I was blissfully unaware, sleeping until 1:30, curled up in my own little bubble.
It wasn't until my neighbor called, wanting to know about the fire, that I knew something was different.
And then that bubble popped.
Even though I couldn't smell the smoke, I imagined I could.
Imagined it wafting ahead of the flames.
My parents drove home from their weekend away.
As much as I love my time just to myself, I was so incredibly relieved to have them home.
To no longer be the only person responsible for myself, the cat, our belongings, and our home.
I actually slept, although I know people who didn't, because they had gotten that call, and were packing up their cars and families and heading out.
I have had time to walk through the house, to consider each piece.
Everything holds a memory.
Every little thing makes up my home, my safe place.
Yet I realized yesterday when I was madly dashing around, trying to grab it all, that I didn't need to grab it all.
I need myself and the cat.
End of story.
I would miss it all, but all I really need are my parents and my cat.
Of course there are things I would grab; that I have grabbed.
Of course I'm terrified of this being the last time I'll see all my things.

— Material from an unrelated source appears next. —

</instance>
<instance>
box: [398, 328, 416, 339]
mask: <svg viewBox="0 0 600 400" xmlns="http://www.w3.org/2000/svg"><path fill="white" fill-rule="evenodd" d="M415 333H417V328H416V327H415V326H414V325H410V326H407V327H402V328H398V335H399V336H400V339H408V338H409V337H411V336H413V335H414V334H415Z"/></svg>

But at this moment I am safe and so are my family and friends.
And that is all I need.
2 comments:
This is exactly how I feel when we get the evacuation order due to a pending hurricane. In the end, you're right. As long as your family and friends are safe, material things can be replaced.
Oh hun.
I'm sorry y'all are having to deal with a nightmare such as this. I hope your home is ok, but as always, you're right, if you and family are safe, the rest is stuff.